Painting the Truth

Read Time:
3m 30sec

The U.S. Army’s First Combat Artists and the Doughboys’ Experience in ­WWI.

By Peter Krass. Wiley. 342 pp. $­30

During World War I, photographers and camera­men commissioned by the U.S. military produced more than 35,000 still photographs for the files of the American Expeditionary Force (AEF). This work, largely done by the newly established Army Signal Corps Photographic Section, was intended to provide military intelligence, a historical record, and educational and propa­ganda materials. At the same time, a much smaller and less-remembered image production project was under way: The AEF commissoned eight prominent illustrators as captains to produce a “historical record” of what became known as the Great ­War.

In Portrait of War, historian Peter Krass takes his readers from the artists’ initial enthusiasm when they signed up to the beginning of the Allies’ occupation of Germany. The men met numerous difficulties as they sought to reach the frontlines and capture scenes of war: fears about their own safety, military stonewalling and physical roadblocks, and a desperately frustrating lack of transport. Like the military’s official photographers, the artists reported to the War Department and to the Committee on Public Information, the government agency that packaged the war for American consumption. They struggled to reconcile Washington’s expectations (drawings of “action” and heroism that would appeal to the press and the public) with what they felt moved to cover (wounded soldiers and civilians, devastated villages). From Krass’s account, it appears that the artists’ work was published only sporadically during the war, though afterward the original sketches and paintings were exhibited ­publicly.

With the aid of a rich record of war careers, and his subjects emerge as more than the stolid faces in ­sepia-­toned World War ­I–­era photographs. But Krass fails to explore the significance of the eight illustrators’ artistic efforts, the reasons for their recruitment, or how the art was used. It is not until late in the book that we learn that the artists had “their own, ­self-­designed specialties,” or that one produced only 30 finished works while others created several times that many. Belatedly, he discloses that, in all, the eight men pro­duced 507 works of art for the ­AEF—­a trifling number compared to the tens of thousands of ­photographs.

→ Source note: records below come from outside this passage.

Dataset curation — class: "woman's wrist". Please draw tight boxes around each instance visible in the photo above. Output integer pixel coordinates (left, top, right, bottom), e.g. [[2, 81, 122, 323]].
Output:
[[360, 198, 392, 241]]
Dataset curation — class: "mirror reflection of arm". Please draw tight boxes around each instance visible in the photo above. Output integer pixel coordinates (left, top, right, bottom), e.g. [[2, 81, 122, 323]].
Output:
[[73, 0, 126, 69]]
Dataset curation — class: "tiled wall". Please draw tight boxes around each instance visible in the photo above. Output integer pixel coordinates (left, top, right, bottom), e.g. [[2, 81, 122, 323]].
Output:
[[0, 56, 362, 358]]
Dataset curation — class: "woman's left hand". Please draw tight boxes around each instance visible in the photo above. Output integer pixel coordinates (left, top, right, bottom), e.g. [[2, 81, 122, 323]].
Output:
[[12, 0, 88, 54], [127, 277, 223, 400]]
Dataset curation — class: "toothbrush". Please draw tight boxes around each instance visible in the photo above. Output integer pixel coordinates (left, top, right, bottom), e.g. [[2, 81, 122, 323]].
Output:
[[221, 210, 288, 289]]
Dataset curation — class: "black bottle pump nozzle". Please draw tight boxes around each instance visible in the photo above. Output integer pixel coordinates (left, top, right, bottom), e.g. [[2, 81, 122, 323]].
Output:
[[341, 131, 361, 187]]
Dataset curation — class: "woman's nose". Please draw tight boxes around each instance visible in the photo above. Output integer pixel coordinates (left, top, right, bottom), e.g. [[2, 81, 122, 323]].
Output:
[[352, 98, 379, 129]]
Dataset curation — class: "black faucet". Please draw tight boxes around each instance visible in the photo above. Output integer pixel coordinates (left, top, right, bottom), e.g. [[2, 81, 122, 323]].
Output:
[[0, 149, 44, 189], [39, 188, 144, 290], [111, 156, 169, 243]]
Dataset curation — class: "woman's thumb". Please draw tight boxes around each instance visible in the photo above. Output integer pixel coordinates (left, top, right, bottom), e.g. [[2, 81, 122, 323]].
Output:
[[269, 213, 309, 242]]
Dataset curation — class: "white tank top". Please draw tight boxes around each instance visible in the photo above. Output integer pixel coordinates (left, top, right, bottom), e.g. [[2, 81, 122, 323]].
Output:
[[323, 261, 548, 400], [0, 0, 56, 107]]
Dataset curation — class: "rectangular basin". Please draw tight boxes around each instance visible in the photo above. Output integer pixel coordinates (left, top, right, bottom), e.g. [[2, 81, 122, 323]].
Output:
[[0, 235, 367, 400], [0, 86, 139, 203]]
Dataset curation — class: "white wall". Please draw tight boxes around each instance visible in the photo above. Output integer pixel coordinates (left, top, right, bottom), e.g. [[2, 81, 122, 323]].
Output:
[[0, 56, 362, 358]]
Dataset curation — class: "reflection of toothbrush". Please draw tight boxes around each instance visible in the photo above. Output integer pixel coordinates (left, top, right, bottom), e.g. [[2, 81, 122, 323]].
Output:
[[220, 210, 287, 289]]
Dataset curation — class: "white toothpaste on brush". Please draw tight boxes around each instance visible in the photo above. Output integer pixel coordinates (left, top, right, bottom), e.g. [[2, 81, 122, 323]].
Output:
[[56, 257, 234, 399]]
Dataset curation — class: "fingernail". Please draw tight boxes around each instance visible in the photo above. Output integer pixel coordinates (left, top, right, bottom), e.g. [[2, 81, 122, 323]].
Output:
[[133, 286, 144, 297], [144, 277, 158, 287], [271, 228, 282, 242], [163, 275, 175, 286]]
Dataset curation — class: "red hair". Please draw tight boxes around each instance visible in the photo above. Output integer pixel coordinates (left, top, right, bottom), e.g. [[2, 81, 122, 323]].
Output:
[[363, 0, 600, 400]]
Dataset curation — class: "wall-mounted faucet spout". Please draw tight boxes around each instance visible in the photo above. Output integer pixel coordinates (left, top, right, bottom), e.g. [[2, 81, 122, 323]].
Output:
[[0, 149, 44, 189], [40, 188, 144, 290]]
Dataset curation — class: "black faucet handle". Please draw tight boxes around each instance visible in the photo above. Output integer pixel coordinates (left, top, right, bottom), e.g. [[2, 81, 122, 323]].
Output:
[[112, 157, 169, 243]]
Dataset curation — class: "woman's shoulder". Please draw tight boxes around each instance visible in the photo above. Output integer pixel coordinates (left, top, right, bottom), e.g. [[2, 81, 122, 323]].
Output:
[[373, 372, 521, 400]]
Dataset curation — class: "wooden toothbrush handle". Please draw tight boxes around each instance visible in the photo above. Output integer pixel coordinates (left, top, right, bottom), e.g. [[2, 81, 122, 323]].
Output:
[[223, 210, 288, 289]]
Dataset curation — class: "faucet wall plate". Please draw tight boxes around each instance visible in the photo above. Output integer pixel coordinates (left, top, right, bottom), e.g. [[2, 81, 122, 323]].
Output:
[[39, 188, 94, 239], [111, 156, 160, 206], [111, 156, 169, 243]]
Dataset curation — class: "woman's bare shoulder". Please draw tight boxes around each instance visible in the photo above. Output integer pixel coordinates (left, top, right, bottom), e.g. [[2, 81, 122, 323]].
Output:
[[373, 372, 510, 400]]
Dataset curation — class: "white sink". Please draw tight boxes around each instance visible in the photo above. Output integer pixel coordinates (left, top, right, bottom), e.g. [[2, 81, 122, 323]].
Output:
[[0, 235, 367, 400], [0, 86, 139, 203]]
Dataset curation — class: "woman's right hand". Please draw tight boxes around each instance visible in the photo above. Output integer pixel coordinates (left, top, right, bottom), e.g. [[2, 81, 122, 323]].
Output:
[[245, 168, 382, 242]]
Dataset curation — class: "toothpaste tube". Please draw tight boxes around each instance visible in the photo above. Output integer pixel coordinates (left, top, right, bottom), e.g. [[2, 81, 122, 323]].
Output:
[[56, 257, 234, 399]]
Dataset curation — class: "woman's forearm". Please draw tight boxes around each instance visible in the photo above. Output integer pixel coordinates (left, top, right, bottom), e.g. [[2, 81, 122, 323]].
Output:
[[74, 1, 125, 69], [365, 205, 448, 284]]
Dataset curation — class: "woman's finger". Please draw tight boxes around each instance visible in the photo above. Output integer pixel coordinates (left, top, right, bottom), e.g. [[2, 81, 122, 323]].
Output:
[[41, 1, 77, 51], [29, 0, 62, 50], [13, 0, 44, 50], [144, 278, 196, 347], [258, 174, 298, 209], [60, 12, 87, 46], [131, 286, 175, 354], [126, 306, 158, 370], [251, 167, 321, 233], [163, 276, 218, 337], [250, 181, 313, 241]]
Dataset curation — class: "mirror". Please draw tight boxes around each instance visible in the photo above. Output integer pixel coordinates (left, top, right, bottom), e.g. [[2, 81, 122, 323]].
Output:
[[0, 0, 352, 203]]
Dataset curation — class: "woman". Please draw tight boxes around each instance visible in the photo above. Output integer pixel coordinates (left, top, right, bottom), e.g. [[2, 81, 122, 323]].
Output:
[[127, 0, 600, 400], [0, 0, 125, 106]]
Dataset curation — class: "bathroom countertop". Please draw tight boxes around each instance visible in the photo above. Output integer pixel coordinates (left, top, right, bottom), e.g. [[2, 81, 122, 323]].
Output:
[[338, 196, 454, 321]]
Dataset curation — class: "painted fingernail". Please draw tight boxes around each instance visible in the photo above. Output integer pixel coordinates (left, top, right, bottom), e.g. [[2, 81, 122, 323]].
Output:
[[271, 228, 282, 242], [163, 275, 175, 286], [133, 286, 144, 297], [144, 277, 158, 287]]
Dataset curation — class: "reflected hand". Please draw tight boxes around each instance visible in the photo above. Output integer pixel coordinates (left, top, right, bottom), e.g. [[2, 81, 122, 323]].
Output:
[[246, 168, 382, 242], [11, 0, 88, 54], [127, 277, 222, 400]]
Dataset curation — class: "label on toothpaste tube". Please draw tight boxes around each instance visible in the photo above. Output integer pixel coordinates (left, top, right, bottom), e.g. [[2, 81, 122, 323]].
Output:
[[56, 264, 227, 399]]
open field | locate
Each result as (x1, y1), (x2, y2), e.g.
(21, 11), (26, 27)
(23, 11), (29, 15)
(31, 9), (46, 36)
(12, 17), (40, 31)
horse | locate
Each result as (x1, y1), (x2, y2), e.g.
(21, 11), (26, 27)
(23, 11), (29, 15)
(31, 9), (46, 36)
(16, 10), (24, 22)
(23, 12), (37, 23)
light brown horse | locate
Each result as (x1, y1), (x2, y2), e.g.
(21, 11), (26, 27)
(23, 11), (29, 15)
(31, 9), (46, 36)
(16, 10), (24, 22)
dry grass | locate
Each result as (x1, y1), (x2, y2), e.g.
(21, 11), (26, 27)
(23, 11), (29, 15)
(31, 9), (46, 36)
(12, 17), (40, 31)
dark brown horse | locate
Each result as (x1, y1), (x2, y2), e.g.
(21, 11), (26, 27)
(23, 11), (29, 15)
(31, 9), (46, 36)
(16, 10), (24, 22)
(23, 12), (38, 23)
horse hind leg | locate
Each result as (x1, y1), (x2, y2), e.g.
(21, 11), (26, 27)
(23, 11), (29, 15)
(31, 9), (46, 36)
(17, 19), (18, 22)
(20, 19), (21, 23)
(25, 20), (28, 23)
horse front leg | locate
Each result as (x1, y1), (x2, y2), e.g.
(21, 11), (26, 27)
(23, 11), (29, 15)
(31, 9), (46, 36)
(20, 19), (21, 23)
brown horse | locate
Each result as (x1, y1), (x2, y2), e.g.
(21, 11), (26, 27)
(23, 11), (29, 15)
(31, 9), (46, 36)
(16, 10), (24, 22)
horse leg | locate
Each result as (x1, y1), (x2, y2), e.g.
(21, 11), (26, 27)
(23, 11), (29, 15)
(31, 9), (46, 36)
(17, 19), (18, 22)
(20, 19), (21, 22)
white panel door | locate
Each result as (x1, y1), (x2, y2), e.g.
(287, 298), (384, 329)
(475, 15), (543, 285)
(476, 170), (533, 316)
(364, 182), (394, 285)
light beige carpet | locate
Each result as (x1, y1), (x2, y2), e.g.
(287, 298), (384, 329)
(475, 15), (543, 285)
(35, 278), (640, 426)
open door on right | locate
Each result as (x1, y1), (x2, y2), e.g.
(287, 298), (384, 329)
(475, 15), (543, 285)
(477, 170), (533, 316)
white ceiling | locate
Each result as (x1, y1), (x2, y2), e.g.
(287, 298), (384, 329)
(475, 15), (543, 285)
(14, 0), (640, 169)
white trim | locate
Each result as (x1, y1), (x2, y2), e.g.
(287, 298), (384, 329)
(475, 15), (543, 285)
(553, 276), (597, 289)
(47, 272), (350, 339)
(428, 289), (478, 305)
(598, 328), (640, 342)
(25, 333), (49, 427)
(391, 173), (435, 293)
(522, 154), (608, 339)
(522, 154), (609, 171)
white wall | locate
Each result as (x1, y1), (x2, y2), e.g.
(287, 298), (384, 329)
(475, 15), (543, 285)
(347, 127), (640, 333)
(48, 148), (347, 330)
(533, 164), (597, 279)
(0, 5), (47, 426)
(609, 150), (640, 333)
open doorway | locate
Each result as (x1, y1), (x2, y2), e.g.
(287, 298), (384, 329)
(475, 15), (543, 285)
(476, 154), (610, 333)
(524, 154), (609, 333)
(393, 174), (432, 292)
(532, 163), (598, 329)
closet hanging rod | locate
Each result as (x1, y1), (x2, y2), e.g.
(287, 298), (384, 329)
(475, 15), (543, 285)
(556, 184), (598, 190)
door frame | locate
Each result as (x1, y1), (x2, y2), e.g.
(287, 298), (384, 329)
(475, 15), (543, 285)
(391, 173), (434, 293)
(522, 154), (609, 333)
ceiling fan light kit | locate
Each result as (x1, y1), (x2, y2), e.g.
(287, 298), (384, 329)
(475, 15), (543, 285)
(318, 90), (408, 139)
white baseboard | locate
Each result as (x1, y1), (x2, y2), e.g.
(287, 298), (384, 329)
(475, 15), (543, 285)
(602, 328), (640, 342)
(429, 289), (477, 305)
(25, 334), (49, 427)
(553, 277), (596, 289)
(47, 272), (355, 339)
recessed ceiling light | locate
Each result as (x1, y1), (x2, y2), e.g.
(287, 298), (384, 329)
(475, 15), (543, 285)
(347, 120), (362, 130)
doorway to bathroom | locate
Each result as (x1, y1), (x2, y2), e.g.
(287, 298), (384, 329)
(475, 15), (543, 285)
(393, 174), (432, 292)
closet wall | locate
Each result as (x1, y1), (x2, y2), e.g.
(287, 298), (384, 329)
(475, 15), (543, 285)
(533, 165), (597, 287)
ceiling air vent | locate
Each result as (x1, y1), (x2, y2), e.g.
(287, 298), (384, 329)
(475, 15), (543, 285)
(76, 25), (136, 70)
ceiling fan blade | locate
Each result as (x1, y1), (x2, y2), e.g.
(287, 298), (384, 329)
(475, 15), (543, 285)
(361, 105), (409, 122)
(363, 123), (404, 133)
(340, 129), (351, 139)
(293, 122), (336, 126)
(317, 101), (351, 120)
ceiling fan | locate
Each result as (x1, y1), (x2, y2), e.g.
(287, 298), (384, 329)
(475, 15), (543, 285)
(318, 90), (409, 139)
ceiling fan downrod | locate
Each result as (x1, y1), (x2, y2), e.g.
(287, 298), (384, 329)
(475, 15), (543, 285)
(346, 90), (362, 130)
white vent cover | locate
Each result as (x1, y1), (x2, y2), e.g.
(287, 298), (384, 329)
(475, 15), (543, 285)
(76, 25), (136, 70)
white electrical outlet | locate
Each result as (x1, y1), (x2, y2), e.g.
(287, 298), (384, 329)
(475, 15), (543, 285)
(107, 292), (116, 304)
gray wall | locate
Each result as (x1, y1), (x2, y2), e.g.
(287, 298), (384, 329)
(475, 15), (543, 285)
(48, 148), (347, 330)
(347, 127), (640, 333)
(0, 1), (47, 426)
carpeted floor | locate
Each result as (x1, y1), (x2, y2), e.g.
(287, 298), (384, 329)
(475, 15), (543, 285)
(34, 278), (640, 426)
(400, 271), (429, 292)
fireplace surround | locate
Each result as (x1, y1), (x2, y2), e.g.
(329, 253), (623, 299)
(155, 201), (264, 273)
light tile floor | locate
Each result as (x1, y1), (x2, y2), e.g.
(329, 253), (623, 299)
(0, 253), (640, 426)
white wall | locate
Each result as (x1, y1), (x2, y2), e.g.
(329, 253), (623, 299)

What could illustrators bring to coverage of the Great War that photographers could not, especially if their mandate was the ­same—­to make a visual historical record? There’s the hint of an answer in artist Harvey Thomas Dunn’s observation about one subject proposed for a picture: “The idea of the two old soldiers talking together is good, but is not successful because they have no foil. . . . It would have been better to have a little child all dressed up in fluffy ruffles rolling a hoop, perhaps, in front of them.” This addition, Krass comments, “would add meaning; now there would be the innocent victim of man’s inhumanity or hope instead of weary resignation. It was time to seize the truth of human existence.” Yet Krass never grapples with what “truth” ­is—­or should ­be—­in ­wartime.

Nor does he acknowledge that today we believe that fabricated elements detract from rather than augment a historical record. Visual documents untouched and free of manipulation, such as the amateur snapshots from Iraq’s Abu Ghraib prison or the security camera video of the attackers who bombed London’s subways in 2005, appear to us to convey what’s true. So how could the AEF’s eight illustrators, recruited by the govern­ment, end up creating images that, as a New York Tribune reviewer at the time noted, prompt viewers to “kindle . . . to their truth, to their unmistakable value as records”? Has our understanding of truth changed over the last century? Or are ­artists—­even if they’re ­sol­diers—­exempted from faithfully docu­menting specific moments in war in order to capture some larger essence of “war”? It will require another book to answer these ­questions.